I was trying to understand the behaviour of pmap and how vectors are updated inside of a generic function call. I wanted to know if new variables were being constantly created in pmap and whether this was truly efficient or if I should be using this differently.

My minimal example is here. I think technically this should have used the @distributed parallelism, but my actual example is much more complicated, so I used pmap.

using Distributed

addprocs(4)

X = [Array{Float64,1}(undef,1000) for w = 1:1000]

@everywhere function loadvectors(X)
  for a = 1:1000
    X[a] = a
  end
  return X
end

G = pmap(loadvectors,X)

Thing is, when I run this, I get the correct output out of G. That is fine. What I don’t understand is why X does not share the same values as G. Should I be thinking that pmap is copying the input X and then sending back a version of that to G? If so, is there a better way to be using this function or should I just tolerate the extra copying? I understand why pmap might be functioning in this way, but I wanted to know if I was using this correctly.

Is a way to reduce the amount of time necessary to simply write the result to disk and call it later when I return from the parallelized function? Or is the copy time generally considered very small in all cases? I’m specifically thinking of running code on a large cluster between different compute nodes that all write to the same hard disk space.

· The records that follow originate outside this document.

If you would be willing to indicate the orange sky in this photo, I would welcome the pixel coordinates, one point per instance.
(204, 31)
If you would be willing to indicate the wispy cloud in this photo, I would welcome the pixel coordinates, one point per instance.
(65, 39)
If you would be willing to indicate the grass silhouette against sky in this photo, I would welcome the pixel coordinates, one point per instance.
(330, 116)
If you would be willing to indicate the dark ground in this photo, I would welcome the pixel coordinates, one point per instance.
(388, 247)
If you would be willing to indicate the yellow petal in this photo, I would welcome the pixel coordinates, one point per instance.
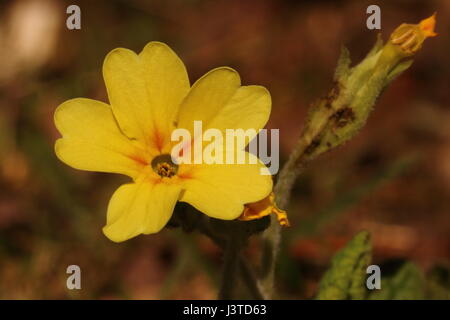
(208, 96)
(145, 91)
(92, 140)
(140, 208)
(220, 191)
(248, 108)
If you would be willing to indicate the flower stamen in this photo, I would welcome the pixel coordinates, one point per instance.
(164, 166)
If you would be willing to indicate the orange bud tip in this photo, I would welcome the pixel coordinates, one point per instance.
(427, 26)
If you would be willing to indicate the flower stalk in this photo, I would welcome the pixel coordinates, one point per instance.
(340, 115)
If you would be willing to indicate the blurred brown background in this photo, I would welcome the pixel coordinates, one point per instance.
(393, 179)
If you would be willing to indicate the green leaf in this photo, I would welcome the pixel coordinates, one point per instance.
(406, 284)
(346, 279)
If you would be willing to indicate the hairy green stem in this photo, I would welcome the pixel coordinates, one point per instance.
(230, 267)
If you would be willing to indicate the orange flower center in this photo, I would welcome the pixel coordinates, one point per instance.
(164, 166)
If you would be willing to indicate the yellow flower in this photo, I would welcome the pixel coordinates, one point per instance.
(150, 96)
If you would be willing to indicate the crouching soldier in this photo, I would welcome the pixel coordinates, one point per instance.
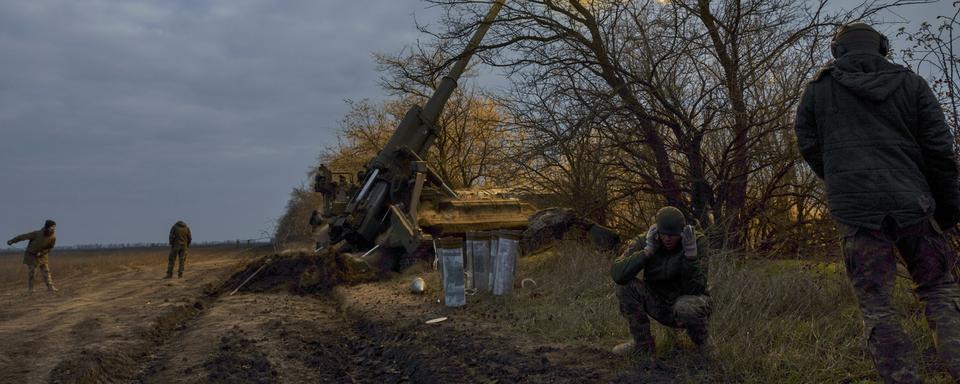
(180, 240)
(673, 258)
(41, 242)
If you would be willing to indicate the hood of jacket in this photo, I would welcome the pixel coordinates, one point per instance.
(868, 75)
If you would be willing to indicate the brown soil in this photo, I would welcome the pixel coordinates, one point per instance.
(287, 325)
(299, 272)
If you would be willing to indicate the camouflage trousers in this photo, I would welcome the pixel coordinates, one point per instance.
(638, 305)
(175, 254)
(38, 263)
(872, 268)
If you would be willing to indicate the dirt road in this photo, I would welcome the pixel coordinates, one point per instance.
(128, 325)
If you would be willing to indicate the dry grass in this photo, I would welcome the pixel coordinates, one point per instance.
(75, 263)
(773, 321)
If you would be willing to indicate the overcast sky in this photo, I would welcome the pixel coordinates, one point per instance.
(118, 118)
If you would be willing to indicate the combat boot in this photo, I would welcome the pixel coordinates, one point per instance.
(701, 338)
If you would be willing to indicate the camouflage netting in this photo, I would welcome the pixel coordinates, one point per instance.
(553, 224)
(301, 272)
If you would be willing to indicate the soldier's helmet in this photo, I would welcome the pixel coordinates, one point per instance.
(670, 221)
(858, 37)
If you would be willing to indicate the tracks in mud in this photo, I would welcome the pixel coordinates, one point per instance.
(363, 334)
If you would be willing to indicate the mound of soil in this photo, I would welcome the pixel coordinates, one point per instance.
(301, 272)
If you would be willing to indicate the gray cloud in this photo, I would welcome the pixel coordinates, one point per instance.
(118, 118)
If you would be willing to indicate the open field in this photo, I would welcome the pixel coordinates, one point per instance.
(116, 320)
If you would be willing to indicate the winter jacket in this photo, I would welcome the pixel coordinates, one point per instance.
(666, 274)
(876, 135)
(40, 243)
(180, 235)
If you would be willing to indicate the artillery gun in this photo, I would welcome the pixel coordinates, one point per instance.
(402, 202)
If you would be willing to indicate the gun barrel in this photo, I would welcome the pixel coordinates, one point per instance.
(449, 82)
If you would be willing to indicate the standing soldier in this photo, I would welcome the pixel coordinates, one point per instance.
(875, 133)
(673, 258)
(323, 183)
(180, 240)
(41, 242)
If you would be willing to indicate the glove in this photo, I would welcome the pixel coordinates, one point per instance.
(653, 243)
(689, 240)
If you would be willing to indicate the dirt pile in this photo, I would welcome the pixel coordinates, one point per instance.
(300, 272)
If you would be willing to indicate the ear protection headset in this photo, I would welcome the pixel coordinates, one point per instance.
(837, 50)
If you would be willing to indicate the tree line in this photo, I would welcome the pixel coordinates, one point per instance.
(614, 108)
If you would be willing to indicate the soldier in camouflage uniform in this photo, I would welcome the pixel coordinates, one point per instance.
(180, 240)
(35, 257)
(673, 259)
(874, 132)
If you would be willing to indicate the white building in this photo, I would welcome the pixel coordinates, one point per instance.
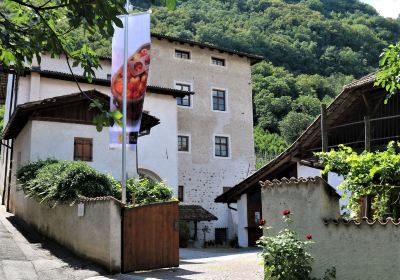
(201, 95)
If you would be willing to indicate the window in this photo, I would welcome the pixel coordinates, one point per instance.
(225, 189)
(182, 54)
(83, 149)
(183, 101)
(180, 193)
(219, 100)
(221, 146)
(183, 143)
(218, 61)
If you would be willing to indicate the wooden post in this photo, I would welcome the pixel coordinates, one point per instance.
(368, 198)
(324, 134)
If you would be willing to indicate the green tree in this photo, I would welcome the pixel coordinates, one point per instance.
(293, 125)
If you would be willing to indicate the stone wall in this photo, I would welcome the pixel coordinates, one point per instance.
(95, 236)
(358, 250)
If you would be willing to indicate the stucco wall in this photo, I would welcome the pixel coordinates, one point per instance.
(201, 173)
(95, 236)
(356, 251)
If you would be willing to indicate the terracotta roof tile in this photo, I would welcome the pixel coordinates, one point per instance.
(370, 222)
(189, 212)
(101, 198)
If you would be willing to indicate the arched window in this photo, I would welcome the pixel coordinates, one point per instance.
(149, 174)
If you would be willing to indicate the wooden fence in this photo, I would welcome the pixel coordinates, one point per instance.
(150, 237)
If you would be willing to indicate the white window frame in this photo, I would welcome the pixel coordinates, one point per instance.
(183, 50)
(189, 143)
(229, 146)
(190, 96)
(219, 57)
(226, 100)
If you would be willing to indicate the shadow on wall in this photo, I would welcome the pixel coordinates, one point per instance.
(358, 250)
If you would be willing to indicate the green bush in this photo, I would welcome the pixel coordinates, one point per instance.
(30, 170)
(146, 191)
(66, 181)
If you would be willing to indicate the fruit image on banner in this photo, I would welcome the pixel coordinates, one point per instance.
(138, 64)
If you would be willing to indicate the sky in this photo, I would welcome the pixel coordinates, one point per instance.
(387, 8)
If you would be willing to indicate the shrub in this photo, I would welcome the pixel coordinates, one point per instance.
(285, 255)
(66, 181)
(369, 173)
(30, 170)
(147, 191)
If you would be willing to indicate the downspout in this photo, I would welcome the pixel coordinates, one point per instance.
(230, 207)
(8, 145)
(12, 147)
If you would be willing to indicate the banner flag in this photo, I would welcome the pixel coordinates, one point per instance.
(137, 74)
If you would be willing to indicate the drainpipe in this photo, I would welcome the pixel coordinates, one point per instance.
(230, 207)
(15, 93)
(8, 143)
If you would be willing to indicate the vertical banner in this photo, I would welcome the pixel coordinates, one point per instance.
(137, 74)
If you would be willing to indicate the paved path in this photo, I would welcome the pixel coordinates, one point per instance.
(213, 264)
(26, 256)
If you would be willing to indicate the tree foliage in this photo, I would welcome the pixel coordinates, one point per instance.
(54, 182)
(368, 173)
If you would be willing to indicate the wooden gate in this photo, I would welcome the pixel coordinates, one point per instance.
(150, 237)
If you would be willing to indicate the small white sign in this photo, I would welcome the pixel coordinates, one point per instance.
(81, 209)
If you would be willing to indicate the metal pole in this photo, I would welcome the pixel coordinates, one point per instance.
(324, 134)
(123, 183)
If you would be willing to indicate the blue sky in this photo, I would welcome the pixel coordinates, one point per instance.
(387, 8)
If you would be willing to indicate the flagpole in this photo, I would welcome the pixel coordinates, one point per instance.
(124, 103)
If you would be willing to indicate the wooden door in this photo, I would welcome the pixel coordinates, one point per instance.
(150, 237)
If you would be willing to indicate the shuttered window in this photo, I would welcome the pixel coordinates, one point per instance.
(83, 149)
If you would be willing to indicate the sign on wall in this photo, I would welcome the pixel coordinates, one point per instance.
(138, 64)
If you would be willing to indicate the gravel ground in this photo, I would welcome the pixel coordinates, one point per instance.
(215, 264)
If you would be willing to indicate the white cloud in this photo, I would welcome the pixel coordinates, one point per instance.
(387, 8)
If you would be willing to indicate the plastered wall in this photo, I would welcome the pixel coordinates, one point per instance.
(366, 251)
(99, 229)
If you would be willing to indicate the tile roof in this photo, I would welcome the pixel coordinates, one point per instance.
(338, 105)
(188, 212)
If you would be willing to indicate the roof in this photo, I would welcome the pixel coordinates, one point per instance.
(253, 58)
(194, 213)
(339, 105)
(296, 181)
(104, 82)
(24, 112)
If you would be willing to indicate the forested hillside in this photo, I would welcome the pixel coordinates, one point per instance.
(312, 48)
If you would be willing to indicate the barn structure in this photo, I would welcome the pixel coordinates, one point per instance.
(359, 118)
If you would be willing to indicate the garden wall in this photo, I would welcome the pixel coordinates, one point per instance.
(358, 250)
(95, 236)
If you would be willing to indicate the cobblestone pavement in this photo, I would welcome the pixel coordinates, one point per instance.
(27, 256)
(213, 264)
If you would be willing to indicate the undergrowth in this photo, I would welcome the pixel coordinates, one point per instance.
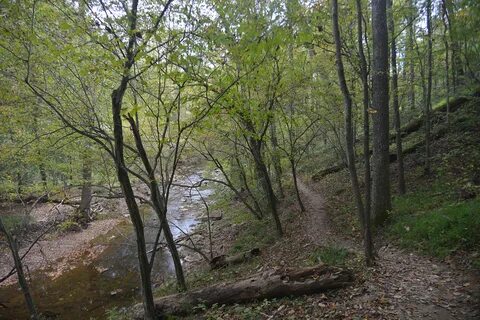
(439, 231)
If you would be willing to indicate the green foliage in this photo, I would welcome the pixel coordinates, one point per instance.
(14, 222)
(256, 234)
(117, 314)
(68, 226)
(332, 255)
(439, 231)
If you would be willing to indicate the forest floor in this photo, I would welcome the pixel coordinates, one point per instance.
(60, 244)
(401, 285)
(405, 283)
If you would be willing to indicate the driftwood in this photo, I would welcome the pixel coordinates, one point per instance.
(266, 285)
(224, 261)
(411, 127)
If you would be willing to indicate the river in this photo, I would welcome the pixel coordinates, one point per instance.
(111, 280)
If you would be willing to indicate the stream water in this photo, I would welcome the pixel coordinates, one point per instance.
(111, 280)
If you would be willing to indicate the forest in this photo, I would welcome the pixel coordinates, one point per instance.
(239, 159)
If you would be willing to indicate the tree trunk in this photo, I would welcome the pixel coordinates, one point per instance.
(295, 182)
(410, 46)
(276, 159)
(367, 233)
(265, 181)
(447, 62)
(122, 172)
(381, 202)
(124, 180)
(22, 281)
(428, 97)
(159, 205)
(86, 198)
(349, 127)
(396, 106)
(266, 285)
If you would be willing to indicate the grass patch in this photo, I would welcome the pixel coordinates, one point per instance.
(255, 234)
(334, 256)
(439, 231)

When using Julia with multiple processes (i.e. Distributed), each process has its own independent memory space.

In your example, by passing X to pmap, you are copying (actually, serializing and deserializing) each vector in X to its respective remote process, doing the work, and then the return function acts to copy the vector back. pmap collects the returned values into a list.

(Your use of X in loadvectors() is a little confusing, since this is not the same as the global X, but actually just one of the vectors from X.)

Throughout this process, the original X is unchanged, because the mutations in loadvectors() were made on copied versions of the data.

Copying data between processes, especially on multi-node architectures, has a cost. You will want to keep it to a minimum. In this case, you could create your 1000 item vectors on the remote machines and avoid the original copy. However, if you need to collect these results on a single node, you’ll still need to copy them back to the master.

If you really want to share data between processes within the same node, consider using SharedArrays (Multi-processing and Distributed Computing · The Julia Language).

Thank you. That all makes sense.

Do you have any thoughts on what it would mean to write the data to disk, load it onto each thread with something like Serialization, use it, and then put it back on the hard disk? In my full application, I unfortunately need to create the vector on the main thread before using it on the parallel threads, so I can not avoid the copy.

I think (?) the default interprocess serialization/deserialization occurs via sockets and so it will be much faster than writing to disk. I would recommend sticking to standard Julia tooling here and rely on its (implicit) serialization for you (don’t prematurely optimize until you’re really sure it’s a big problem). If it turns out the overhead from the interprocess transfers is larger than the time saved from distributing to multiple workers, then consider whether a multiprocess model is the right fit here.

Also: be careful with the terminology. You said ‘threads’ in your recent comment but Distributed module is about processes. Julia also has threads, and these all share the same memory space, so data written in one thread can be visible in other threads (but beware race conditions, etc.). Threading is limited to within one node, however, and so won’t scale to multi-node architectures.